Wednesday, December 21, 2011
Holiday Pet Precautions
Tinseled trees, chunks of chocolate and pots of poinsettias. Festive cheer abounds but with that comes potential holiday horrors for curious kitties and snooping Snoopy’s.
According to the National Animal Poison Control Center (NAPCC) there are thousands of accidental pet poisons reported every year. In the year 2007, The American Society for the Prevention of Cruelty to Animals (ASPCA) (http://www.aspca.org/Home/Pet-care/poison-control.aspx) poison control center provided assistance in over 130,000 cases to animal caretakers as well as veterinarians in regards to toxic chemicals, poisonous plants and dangerous products.
Pet related injuries range from mild indigestion to hyper excitability, increased heart rates, muscle tremors, vomiting, diarrhea and unfortunately even death.
Bread dough, for example, when ingested and mixed with the animal’s body heat causes the dough to rise in the stomach. As alcohol is produced during this process the dough expands and could cause Fluffy or Fido severe abdominal pain, bloat, disorientation and depression. Alcohol toxicosis, which is caused by the fermentation of the dough, can also cause serious health risks for your beloved pet.
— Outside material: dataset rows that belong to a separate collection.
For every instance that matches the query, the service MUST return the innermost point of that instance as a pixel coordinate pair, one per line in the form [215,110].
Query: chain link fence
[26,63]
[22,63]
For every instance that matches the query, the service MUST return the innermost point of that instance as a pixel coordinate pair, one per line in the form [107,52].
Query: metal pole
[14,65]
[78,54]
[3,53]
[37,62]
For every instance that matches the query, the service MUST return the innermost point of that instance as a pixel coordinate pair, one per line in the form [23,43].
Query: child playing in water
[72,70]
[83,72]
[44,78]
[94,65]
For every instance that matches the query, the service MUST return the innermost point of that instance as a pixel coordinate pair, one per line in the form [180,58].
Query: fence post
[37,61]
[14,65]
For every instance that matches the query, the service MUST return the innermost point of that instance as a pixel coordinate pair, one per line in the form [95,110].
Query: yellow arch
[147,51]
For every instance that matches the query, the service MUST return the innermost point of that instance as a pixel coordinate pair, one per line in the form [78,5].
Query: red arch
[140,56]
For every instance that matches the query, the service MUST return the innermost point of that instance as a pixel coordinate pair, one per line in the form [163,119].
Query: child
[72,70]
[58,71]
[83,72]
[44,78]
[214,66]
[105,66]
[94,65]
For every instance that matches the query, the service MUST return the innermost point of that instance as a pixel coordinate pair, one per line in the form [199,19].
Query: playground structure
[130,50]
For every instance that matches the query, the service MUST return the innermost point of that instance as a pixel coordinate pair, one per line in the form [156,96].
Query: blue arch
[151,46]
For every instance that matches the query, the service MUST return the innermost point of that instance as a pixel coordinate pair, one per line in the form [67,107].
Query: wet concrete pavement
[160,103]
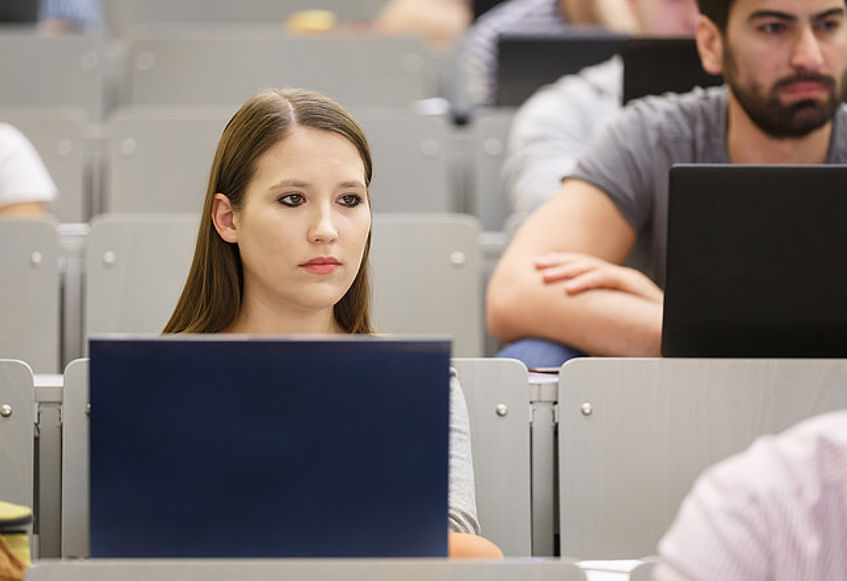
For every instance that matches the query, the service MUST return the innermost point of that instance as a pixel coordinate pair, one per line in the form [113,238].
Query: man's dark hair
[717,11]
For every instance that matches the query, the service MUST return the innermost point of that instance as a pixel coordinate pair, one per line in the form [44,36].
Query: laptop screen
[653,66]
[19,11]
[756,261]
[205,446]
[526,62]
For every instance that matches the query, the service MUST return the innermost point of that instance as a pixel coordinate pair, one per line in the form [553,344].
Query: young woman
[283,248]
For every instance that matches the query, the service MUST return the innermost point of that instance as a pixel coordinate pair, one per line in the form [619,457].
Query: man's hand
[584,272]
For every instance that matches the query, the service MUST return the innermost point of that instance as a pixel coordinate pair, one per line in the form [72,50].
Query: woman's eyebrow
[289,184]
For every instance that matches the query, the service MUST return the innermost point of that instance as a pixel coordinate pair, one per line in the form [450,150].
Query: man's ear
[709,45]
[223,218]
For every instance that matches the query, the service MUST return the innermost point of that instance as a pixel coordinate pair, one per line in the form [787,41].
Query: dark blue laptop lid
[205,446]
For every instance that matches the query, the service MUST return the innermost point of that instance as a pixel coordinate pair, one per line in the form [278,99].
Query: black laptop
[527,62]
[653,66]
[221,446]
[756,261]
[19,12]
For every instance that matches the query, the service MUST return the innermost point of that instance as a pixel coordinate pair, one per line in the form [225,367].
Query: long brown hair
[211,298]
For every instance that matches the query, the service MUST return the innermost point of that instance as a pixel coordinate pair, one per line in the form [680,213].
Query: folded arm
[607,310]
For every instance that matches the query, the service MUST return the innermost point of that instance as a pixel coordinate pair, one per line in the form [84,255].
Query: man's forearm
[598,322]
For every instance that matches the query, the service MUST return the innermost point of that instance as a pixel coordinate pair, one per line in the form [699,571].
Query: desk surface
[308,570]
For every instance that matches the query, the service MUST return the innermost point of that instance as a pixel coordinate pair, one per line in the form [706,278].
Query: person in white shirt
[557,123]
[26,188]
[777,511]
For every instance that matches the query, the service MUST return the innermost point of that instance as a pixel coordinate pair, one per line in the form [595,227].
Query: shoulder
[778,475]
[697,117]
[699,106]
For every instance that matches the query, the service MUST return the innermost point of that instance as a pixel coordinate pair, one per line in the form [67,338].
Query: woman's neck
[257,318]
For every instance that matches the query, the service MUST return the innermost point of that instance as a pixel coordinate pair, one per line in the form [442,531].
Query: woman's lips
[321,265]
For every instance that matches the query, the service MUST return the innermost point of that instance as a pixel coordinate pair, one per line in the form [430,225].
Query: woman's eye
[350,200]
[291,200]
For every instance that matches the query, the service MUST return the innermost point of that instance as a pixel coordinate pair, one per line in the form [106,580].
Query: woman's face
[302,228]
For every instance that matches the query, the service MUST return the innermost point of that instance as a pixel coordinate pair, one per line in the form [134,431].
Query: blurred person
[283,249]
[26,188]
[557,123]
[70,16]
[478,58]
[776,512]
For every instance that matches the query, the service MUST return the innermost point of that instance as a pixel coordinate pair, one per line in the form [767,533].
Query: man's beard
[779,120]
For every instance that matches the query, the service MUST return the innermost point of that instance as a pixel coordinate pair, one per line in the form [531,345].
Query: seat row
[124,274]
[600,477]
[157,159]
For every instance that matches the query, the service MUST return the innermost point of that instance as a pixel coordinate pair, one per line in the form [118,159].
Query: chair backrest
[64,70]
[58,134]
[159,158]
[489,139]
[411,156]
[426,277]
[136,266]
[17,418]
[29,292]
[425,274]
[634,434]
[307,569]
[497,393]
[75,488]
[217,66]
[123,15]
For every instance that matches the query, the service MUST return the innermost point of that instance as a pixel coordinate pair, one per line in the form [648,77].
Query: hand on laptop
[585,272]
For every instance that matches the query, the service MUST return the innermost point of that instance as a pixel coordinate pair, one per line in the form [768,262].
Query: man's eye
[827,25]
[350,200]
[291,200]
[772,27]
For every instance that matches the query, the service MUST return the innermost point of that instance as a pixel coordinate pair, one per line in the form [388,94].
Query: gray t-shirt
[631,159]
[461,517]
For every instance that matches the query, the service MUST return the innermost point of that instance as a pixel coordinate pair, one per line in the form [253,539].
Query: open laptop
[213,446]
[19,12]
[653,66]
[526,62]
[756,262]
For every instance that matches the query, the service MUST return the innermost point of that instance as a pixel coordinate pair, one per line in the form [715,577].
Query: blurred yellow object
[15,521]
[311,21]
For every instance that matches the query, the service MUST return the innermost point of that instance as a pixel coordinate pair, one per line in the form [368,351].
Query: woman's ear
[223,218]
[709,45]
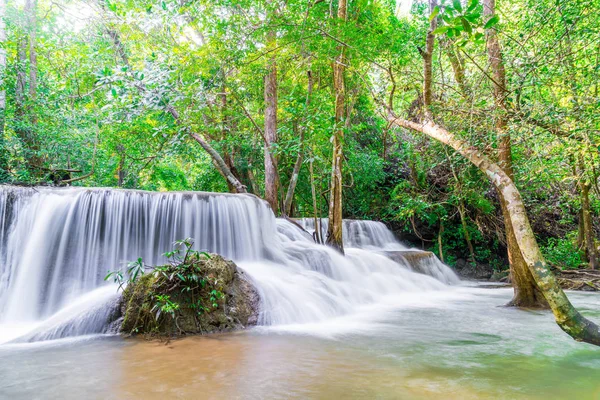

Chocolate (http://www.aspca.org/pet-care/ask-the-expert/ask-the-expert-poison-control/chocolate.aspx) is another delicious but potentially lethal treat. The cocoa bean from which chocolate is produced contains a drug called Theobromine, (http://en.wikipedia.org/wiki/Theobromine) which is a xanthine compound, and is closely related to caffeine. This ingredient, if over ingested can cause your pet serious health hazards. But the misconception is about how much can really be a problem?
The good news is that on average it takes a large quantity of theobromine (100-150mg/kg) to cause a toxic reaction.
The average milk chocolate contains only about 44 mg per ounce, semi-sweet chocolate contains about 150 mg per ounce, and bakers chocolate about 390 mg per ounce.
Using this formula the average toxicity level for dogs is about one ounce of milk chocolate per one pound of body weight, one ounce of semisweet chocolate per three pounds of body weight and for bakers chocolate the average toxicity is about one ounce per nine pounds of your dogs body weight.
So if your fifteen-pound dog ingests 2 ounces of bakers chocolate, it is more serious than if they ingest two ounces of milk chocolate.
For a forty pound dog, dangerous quantities of milk chocolate average about two and a half pounds ingested, with unsweetened chocolate only four and a half ounces. That results in about 1800 mg of theobromine.
So the safest way to avoid chocolate poisoning is to make sure Fido is cocoa free.
Cats, with their finicky food demands seem not to enjoy chocolate like their pooch pals and therefore companion animal caretakers seem to worry less as much about cats as they should their dogs.
Other festive foods such as alcohol, avocados, macadamia nuts, raisins, onions and onion powder, grapes, moldy or spoiled foods should be kept far from your fluffy fur balls. Make sure that any sweet treat that contain the ingredient xylitol (http://www.aspca.org/pet-care/ask-the-expert/ask-the-expert-poison-control/sweeteners.aspx) are far from Fido’s reach, it causes gastrointestinal issues.
For those curious canines and frisky felines, Christmas decorations such as tinsel, Christmas tree water (if it contains fertilizer and can also contain bacteria), electric cords, ribbons, batteries, glass ornaments, holly plants, mistletoe, peace lily plants are just to name a few, of the unsafe and potentially deadly ingredients to this special holy time of the year.
So, to avoid an unscheduled visit to the emergency veterinarian, be aware and take extra precaution while enjoying the holidays with family, friends and loved ones.